© 2026 Stephen Adei. All rights reserved. All content on this site is the intellectual property of Stephen Adei. See License for terms of use and attribution.
Traceability Design Principles
Overview
This document establishes the design principles for end-to-end traceability in the case study OLAP analytics platform. These principles ensure that every execution, data artifact, and operational event can be traced back to its origin without introducing unnecessary complexity or custom identifiers. Ohpen core banking (OLTP) is upstream and out of scope (Scope & Assumptions).
Core Principle: AWS-Native Identifiers
The design uses AWS-native identifiers and does not introduce custom UUIDs or separate run tables.
This principle aligns with our Design Decisions Summary for serverless-first architecture:
- Reduces operational complexity (no separate tracking infrastructure)
- Leverages AWS's built-in traceability (execution history via Step Functions, logs via CloudWatch, metrics)
- Ensures identifiers are unique, immutable, and automatically managed
- Prevents identifier proliferation and correlation gaps (see Tooling & Controls for service selection rationale)
Terminology Convention
📋 TERMINOLOGY STANDARD
run_id: The identifier value itself (use in documentation, logs, S3 paths, CloudWatch dimensions)--run-key: CLI argument name only (implementation detail for passing run_id to Glue/Lambda)execution nameorStep Functions execution name: AWS resource property that becomes run_id when orchestratedexecution ARN: Full AWS resource identifier (canonical identifier for traceability)Use
run_idconsistently in prose.
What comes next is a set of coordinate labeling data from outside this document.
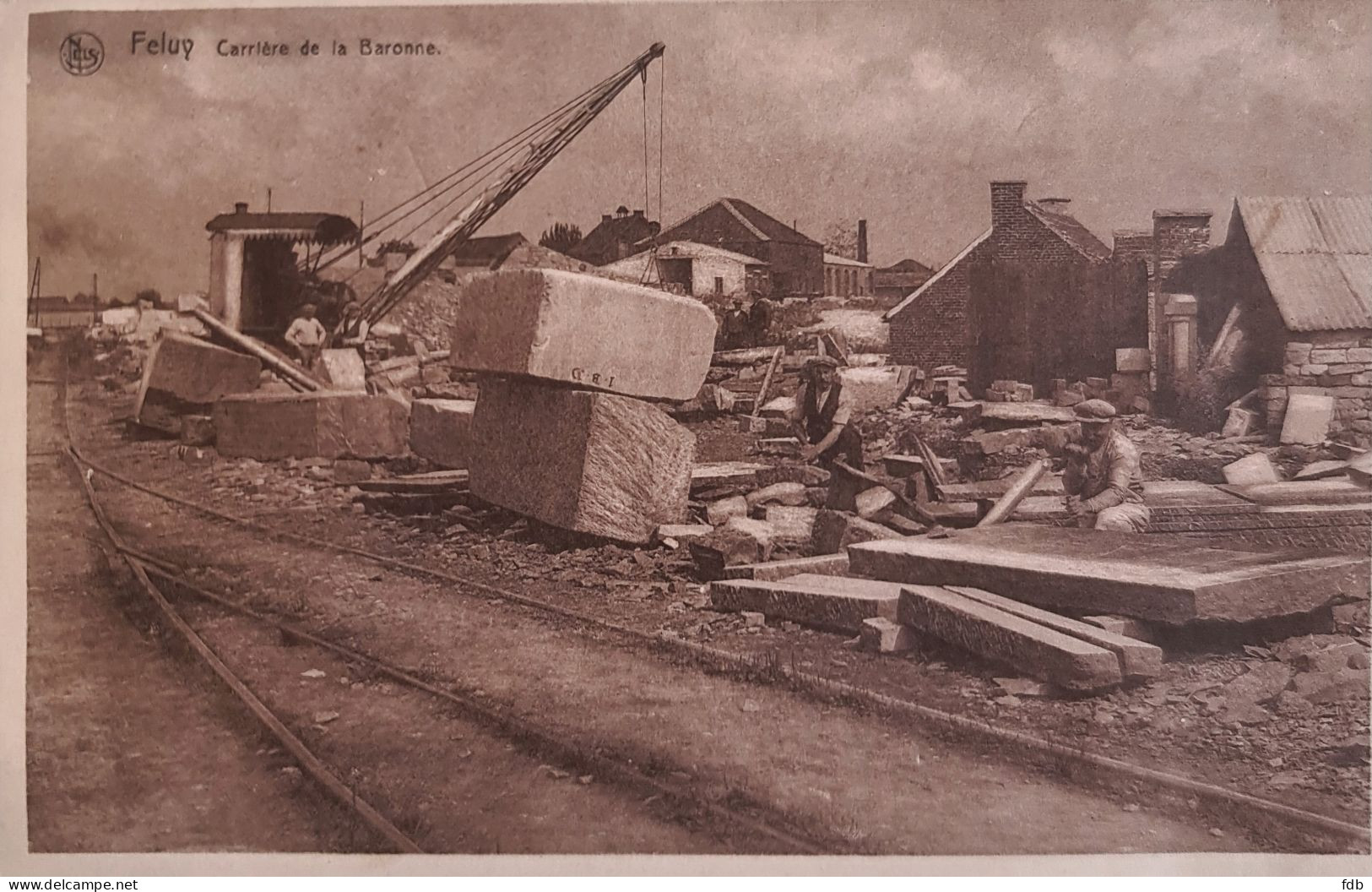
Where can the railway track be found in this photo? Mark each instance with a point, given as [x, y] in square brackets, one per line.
[774, 828]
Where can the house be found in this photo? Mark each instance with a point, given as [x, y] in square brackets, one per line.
[696, 269]
[845, 277]
[794, 261]
[1299, 272]
[615, 237]
[1035, 296]
[59, 313]
[893, 283]
[252, 279]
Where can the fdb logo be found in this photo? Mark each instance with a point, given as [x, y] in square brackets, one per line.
[81, 54]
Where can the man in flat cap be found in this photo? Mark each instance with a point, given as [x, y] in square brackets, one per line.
[1104, 481]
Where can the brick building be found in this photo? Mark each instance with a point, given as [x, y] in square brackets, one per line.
[796, 263]
[615, 237]
[1035, 296]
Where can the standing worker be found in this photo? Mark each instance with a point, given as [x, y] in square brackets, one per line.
[823, 422]
[306, 335]
[1104, 481]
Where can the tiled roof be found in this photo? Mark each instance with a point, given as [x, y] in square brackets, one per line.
[1316, 257]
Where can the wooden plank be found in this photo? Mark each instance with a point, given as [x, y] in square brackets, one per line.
[1137, 659]
[995, 634]
[838, 603]
[1159, 577]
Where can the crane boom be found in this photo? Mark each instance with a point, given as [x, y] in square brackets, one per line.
[458, 230]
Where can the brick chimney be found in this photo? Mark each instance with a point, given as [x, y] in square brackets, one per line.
[1007, 202]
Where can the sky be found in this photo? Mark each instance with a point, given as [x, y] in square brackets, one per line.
[816, 113]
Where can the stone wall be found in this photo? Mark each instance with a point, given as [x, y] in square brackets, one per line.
[1338, 364]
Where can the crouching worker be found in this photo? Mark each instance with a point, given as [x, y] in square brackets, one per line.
[825, 426]
[1104, 481]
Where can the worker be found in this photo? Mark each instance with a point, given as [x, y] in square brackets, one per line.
[823, 422]
[759, 318]
[735, 327]
[351, 318]
[306, 336]
[1104, 481]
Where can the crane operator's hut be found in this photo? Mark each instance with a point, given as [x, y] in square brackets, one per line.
[256, 283]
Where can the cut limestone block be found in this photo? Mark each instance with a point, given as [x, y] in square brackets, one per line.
[1137, 659]
[583, 329]
[882, 636]
[838, 603]
[186, 375]
[777, 494]
[1306, 419]
[719, 512]
[1255, 468]
[441, 430]
[344, 369]
[1003, 637]
[300, 426]
[821, 564]
[579, 460]
[1132, 360]
[1159, 577]
[792, 525]
[836, 530]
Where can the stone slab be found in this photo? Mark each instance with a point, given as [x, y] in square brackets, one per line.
[838, 603]
[1159, 577]
[772, 571]
[269, 426]
[1308, 419]
[441, 430]
[186, 375]
[995, 634]
[588, 461]
[344, 369]
[583, 329]
[1137, 659]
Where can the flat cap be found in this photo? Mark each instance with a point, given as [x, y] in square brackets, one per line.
[1093, 412]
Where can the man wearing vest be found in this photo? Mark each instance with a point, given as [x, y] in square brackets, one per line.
[823, 423]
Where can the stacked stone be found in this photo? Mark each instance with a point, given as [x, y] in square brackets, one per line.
[1335, 364]
[563, 431]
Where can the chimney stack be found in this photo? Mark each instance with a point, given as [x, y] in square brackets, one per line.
[1007, 202]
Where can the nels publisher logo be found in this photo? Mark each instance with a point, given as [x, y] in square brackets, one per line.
[81, 54]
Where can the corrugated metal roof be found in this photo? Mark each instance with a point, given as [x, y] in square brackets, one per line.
[1316, 255]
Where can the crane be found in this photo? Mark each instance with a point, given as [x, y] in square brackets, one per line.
[549, 138]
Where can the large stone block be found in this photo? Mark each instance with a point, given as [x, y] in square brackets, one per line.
[1159, 577]
[583, 329]
[441, 430]
[995, 634]
[579, 460]
[186, 375]
[300, 426]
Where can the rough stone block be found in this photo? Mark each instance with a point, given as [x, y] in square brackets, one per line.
[995, 634]
[1137, 659]
[300, 426]
[583, 329]
[1132, 360]
[184, 375]
[882, 636]
[1157, 577]
[344, 369]
[810, 599]
[821, 564]
[1255, 468]
[579, 460]
[441, 430]
[1306, 419]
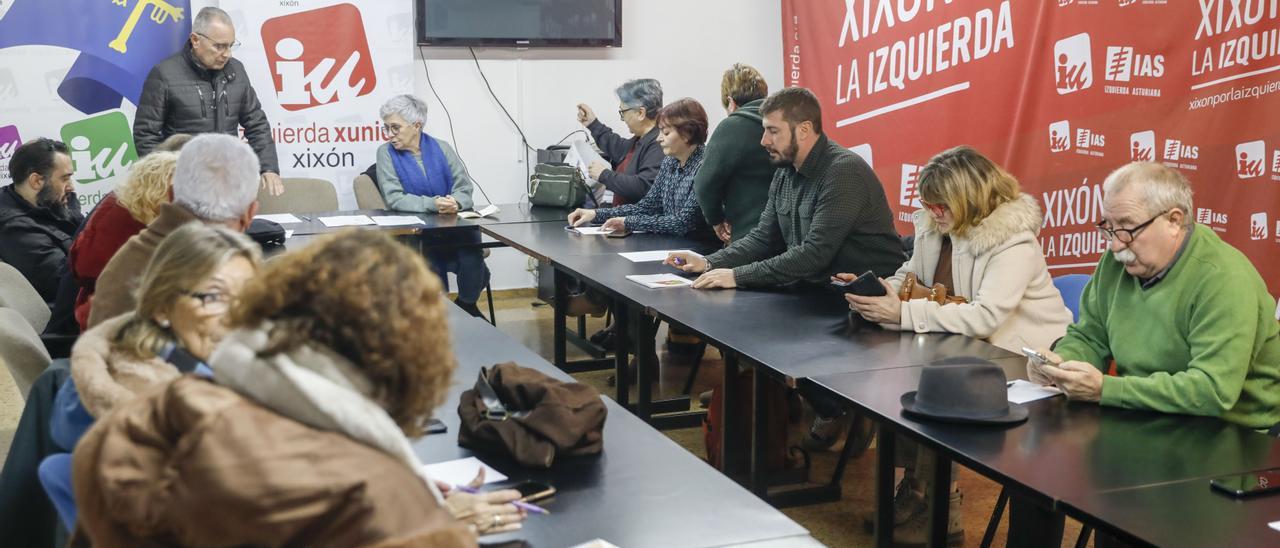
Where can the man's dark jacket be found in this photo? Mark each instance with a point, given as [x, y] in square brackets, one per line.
[181, 96]
[35, 241]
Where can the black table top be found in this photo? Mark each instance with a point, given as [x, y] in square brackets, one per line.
[1183, 514]
[643, 491]
[798, 333]
[1069, 450]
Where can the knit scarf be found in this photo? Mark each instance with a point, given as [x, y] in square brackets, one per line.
[434, 178]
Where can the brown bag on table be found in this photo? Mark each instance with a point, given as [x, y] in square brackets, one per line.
[913, 288]
[530, 416]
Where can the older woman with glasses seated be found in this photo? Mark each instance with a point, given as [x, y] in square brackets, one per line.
[634, 161]
[421, 173]
[976, 238]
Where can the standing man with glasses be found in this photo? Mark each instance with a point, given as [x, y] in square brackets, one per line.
[204, 90]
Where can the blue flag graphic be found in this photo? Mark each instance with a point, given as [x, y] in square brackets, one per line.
[119, 42]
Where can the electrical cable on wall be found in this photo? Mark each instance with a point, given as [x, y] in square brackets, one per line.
[452, 135]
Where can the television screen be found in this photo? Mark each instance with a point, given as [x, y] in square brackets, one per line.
[520, 23]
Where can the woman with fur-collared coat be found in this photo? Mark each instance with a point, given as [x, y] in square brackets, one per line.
[977, 237]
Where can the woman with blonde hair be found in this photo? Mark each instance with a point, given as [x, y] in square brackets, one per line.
[339, 354]
[976, 237]
[115, 219]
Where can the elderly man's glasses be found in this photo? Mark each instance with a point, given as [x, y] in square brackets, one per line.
[218, 46]
[1127, 234]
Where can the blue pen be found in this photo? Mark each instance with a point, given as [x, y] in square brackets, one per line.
[528, 507]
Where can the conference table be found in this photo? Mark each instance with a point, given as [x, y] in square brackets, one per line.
[641, 491]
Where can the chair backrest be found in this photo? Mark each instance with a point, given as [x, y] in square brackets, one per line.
[1072, 286]
[19, 295]
[366, 193]
[301, 195]
[21, 348]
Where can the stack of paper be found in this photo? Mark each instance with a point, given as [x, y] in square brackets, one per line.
[346, 220]
[659, 281]
[397, 220]
[650, 256]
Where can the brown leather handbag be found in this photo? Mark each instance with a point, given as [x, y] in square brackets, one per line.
[530, 416]
[913, 288]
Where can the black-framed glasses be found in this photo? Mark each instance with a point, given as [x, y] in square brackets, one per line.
[218, 46]
[1127, 234]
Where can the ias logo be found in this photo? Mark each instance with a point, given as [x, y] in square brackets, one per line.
[908, 193]
[1073, 64]
[319, 56]
[1142, 146]
[101, 146]
[1249, 159]
[1258, 225]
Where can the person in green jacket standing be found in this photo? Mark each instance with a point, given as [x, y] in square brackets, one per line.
[734, 181]
[1183, 318]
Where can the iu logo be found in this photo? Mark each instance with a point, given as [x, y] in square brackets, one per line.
[909, 195]
[1060, 136]
[1073, 64]
[864, 151]
[101, 146]
[1249, 158]
[1142, 146]
[1258, 225]
[319, 56]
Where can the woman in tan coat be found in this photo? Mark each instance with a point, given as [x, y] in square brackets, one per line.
[976, 236]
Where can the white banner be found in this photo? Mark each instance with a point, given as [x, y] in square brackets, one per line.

Reserve--run-keyfor CLI examples only.
Quality Assurance Terminology
This solution uses multiple quality assurance concepts at different stages. This table clarifies the distinctions:
| Term | Scope | When | Purpose | Implementation |
|---|---|---|---|---|
| Row Validation | ETL logic | During Bronze → Silver transformation | Schema compliance, data type checks, business rules | Pandas/PySpark validation engine in ETL code |
| Promotion Gate | Deployment | Before Silver run → production (current/ prefix) | Quality control before making a run's Silver data the live, queryable dataset (not Silver→Gold) | Lambda function checks quarantine rate and row counts (blocks on critical errors) |
| Testing (CI/CD) | Code quality | On git push / PR | Verify transformation logic correctness | pytest unit tests, integration tests in GitHub Actions |
| Monitoring | Operations | Post-deployment, runtime | Detect anomalies, failures, performance issues | CloudWatch alarms, metrics, dashboards |
Key Distinction: Validation ensures data quality, promotion gate ensures release safety, testing ensures code correctness, monitoring ensures operational health.
Canonical Identifier
Primary: Step Functions Execution ARN
Canonical identifier: Step Functions Execution ARN
Format: arn:aws:states:REGION:ACCOUNT:execution:STATE_MACHINE_NAME:EXECUTION_NAME
Why Step Functions Execution ARN?
Step Functions Execution ARN was chosen as the canonical identifier because:
- Unique per orchestration - 1:1 relationship with each ETL run when orchestrated
- Immutable - Cannot be changed after execution creation
- Queryable via AWS APIs -
ListExecutions,DescribeExecution,GetExecutionHistoryprovide full execution context - Correlates to CloudWatch Logs - Execution ARN appears in log streams, enabling log correlation
- No custom tracking infrastructure needed - Leverages AWS's built-in execution history and audit trail
- Available throughout execution lifecycle - Passed to all downstream services (Glue, Lambda) for end-to-end correlation
Alternative approaches considered and rejected:
- Glue JobRunId: Would make Glue the canonical source, breaking correlation when Lambda is used for small batches
- Custom UUID: Requires separate tracking table (DynamoDB or database), adds operational complexity
- Timestamp-based ID: Not guaranteed unique for parallel runs
Properties:
- Unique per execution
- Immutable
- Links to execution history via
DescribeExecution,GetExecutionHistory - Available throughout the execution lifecycle
- Correlates to CloudWatch Logs (log streams tagged with execution ARN)
Usage:
- Passed to all downstream services (Glue ETL, Lambda promotion gates)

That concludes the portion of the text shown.